Comment 8 Sanjay Patel 2019-07-12 11:11:45 PDT
(In reply to Simon Pilgrim from comment #7) 
> Are we missing a CMOV(X,X) -> X combine to fix this?

Yes - we have that for generic (v)select, but this gets converted to cmov, and there's no simplification for this case.
Comment 9 Craig Topper 2019-07-12 11:14:13 PDT
(In reply to Simon Pilgrim from comment #6)
> define i64 @test_sub2a(i64*, i64) {
>   %3 = load i64, i64* %0, align 8
>   %4 = tail call { i8, i64 } @llvm.x86.subborrow.64(i8 0, i64 %3, i64 %1)
>   %5 = extractvalue { i8, i64 } %4, 1
>   store i64 %5, i64* %0, align 8
>   %6 = extractvalue { i8, i64 } %4, 0
>   %7 = icmp eq i8 %6, 0
>   %8 = sub i64 %3, %1
>   %9 = add i64 %8, %5
>   %10 = select i1 %7, i64 0, i64 %9
>   ret i64 %10
> }
> 
> declare { i8, i64 } @llvm.x86.subborrow.64(i8, i64, i64)
> 
> test_sub2a:                             # @test_sub2a
>         movq    (%rdi), %rcx
>         movq    %rcx, %rdx
>         subq    %rsi, %rdx   <-- DUPLICATE?
>         addq    %rdx, %rdx
>         xorl    %eax, %eax
>         subq    %rsi, %rcx   <-- DUPLICATE?
>         movq    %rcx, (%rdi)
>         cmovbq  %rdx, %rax
>         retq
> 
> This still doesn't look great.

Looks like the sub was duplicated when the DAG was linearized since we can't pass the flags past the addq. And the addq is dependent on the sub.
Comment 10 Sanjay Patel 2019-07-13 05:06:58 PDT
(In reply to Sanjay Patel from comment #8)
> (In reply to Simon Pilgrim from comment #7) 
> > Are we missing a CMOV(X,X) -> X combine to fix this?
> 
> Yes - we have that for generic (v)select, but this gets converted to cmov,
> and there's no simplification for this case.

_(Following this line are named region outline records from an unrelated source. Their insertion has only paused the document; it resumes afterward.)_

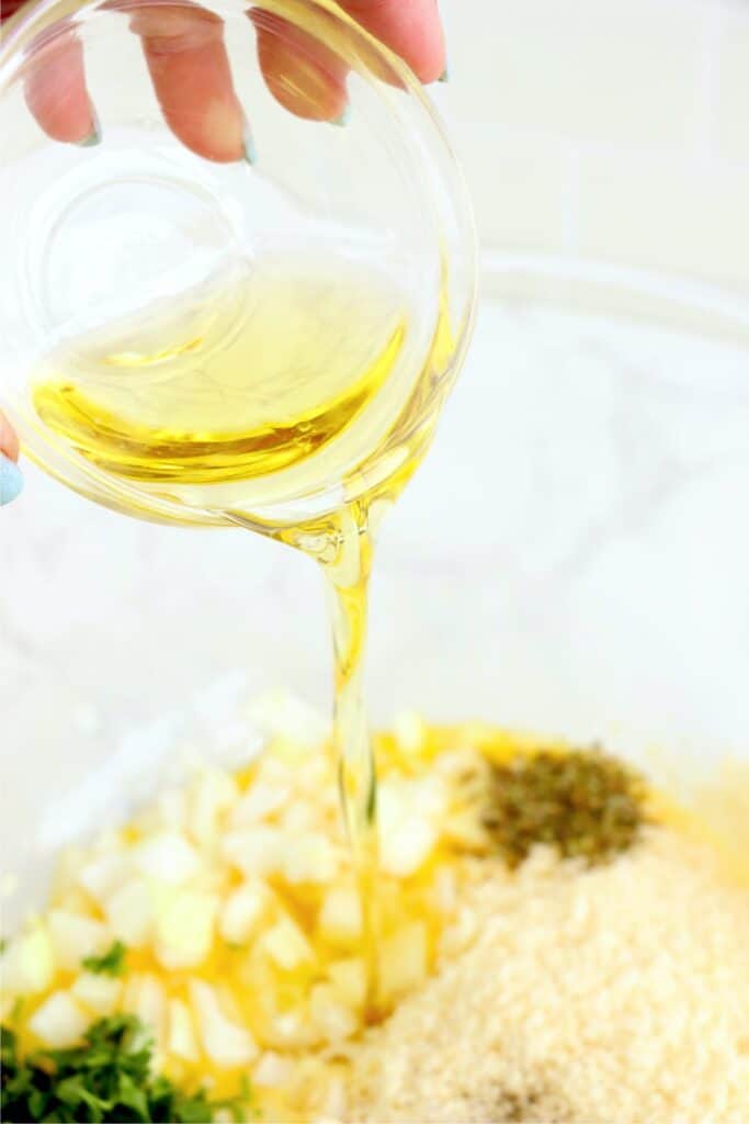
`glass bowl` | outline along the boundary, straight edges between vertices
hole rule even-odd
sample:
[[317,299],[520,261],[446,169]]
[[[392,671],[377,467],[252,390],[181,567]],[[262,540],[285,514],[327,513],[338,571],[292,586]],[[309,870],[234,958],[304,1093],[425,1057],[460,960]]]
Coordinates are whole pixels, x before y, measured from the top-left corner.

This seems unlikely to happen in the real world, but just in case:
https://reviews.llvm.org/rL365998
Comment 11 Sanjay Patel 2019-07-13 05:14:19 PDT
(In reply to Craig Topper from comment #9)
> (In reply to Simon Pilgrim from comment #6)
> > define i64 @test_sub2a(i64*, i64) {
> >   %3 = load i64, i64* %0, align 8
> >   %4 = tail call { i8, i64 } @llvm.x86.subborrow.64(i8 0, i64 %3, i64 %1)
> >   %5 = extractvalue { i8, i64 } %4, 1
> >   store i64 %5, i64* %0, align 8
> >   %6 = extractvalue { i8, i64 } %4, 0
> >   %7 = icmp eq i8 %6, 0
> >   %8 = sub i64 %3, %1
> >   %9 = add i64 %8, %5
> >   %10 = select i1 %7, i64 0, i64 %9
> >   ret i64 %10
> > }
> > 
> > declare { i8, i64 } @llvm.x86.subborrow.64(i8, i64, i64)
> > 
> > test_sub2a:                             # @test_sub2a
> >         movq    (%rdi), %rcx
> >         movq    %rcx, %rdx
> >         subq    %rsi, %rdx   <-- DUPLICATE?
> >         addq    %rdx, %rdx
> >         xorl    %eax, %eax
> >         subq    %rsi, %rcx   <-- DUPLICATE?
> >         movq    %rcx, (%rdi)
> >         cmovbq  %rdx, %rax
> >         retq
> > 
> > This still doesn't look great.
> 
> Looks like the sub was duplicated when the DAG was linearized since we can't
> pass the flags past the addq. And the addq is dependent on the sub.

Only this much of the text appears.